Abstract
The contemporary Bangladeshi cinema is stained red by the enthusiastic use of fake blood that erupts from bodies pictured in fist fights, gun battles and sword attacks. In this article, I draw on my ethnographic fieldwork in the Bangladesh film industry to illustrate the spurting of fake blood in two popular film genres: mainstream action cinema and straight-to-VCD rural crime stories (kiccha pala VCDs). I suggest that the affective intensity ascribed to blood by film insiders points to the capacity of blood to lend force to the protean and submerged discourses of contemporary Bangladesh presented in these blood-splattered genres.

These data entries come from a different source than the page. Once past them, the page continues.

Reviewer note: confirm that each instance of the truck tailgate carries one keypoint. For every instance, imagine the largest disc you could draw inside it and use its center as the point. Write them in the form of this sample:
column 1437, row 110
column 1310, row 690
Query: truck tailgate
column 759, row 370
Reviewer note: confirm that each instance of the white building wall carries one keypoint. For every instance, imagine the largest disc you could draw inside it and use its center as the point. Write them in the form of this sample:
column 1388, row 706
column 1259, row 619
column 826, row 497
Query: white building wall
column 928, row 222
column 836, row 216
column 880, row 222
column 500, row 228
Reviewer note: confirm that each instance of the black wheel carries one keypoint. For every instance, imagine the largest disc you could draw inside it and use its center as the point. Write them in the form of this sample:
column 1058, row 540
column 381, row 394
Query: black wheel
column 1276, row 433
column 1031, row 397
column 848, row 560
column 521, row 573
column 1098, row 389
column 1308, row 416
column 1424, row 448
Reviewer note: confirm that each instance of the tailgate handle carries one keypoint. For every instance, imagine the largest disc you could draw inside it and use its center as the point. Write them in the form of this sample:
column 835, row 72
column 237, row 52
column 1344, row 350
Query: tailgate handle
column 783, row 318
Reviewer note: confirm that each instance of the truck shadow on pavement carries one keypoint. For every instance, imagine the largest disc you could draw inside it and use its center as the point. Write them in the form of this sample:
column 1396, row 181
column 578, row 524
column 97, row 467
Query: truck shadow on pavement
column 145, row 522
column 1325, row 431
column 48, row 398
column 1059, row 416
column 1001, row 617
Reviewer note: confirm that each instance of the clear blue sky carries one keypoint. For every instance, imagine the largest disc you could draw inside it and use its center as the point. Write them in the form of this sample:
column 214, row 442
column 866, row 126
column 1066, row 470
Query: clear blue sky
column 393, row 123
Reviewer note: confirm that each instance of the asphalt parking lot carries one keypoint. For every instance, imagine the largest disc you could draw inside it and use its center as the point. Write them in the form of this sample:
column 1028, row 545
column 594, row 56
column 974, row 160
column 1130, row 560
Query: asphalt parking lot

These film forms make use of the excessive and abject quality inherent in this bodily tissue as well as interacting with more regimented and metaphoric uses of blood in the political aesthetics of contemporary Bangladesh that they recycle and pervert.
Acknowledgement
This article would not have been written without the enthusiastic encouragement, incredible intellectual generosity and infinite patience of the wonderful Jacob Copeman.
Notes
1 This national day of mourning is only observed when Sheikh Hasina's party is in power; when the rival BNP is in power, they celebrate their leader Khaleda Zia's birthday on that day, in spite of widespread speculation that this is not the day of her birth.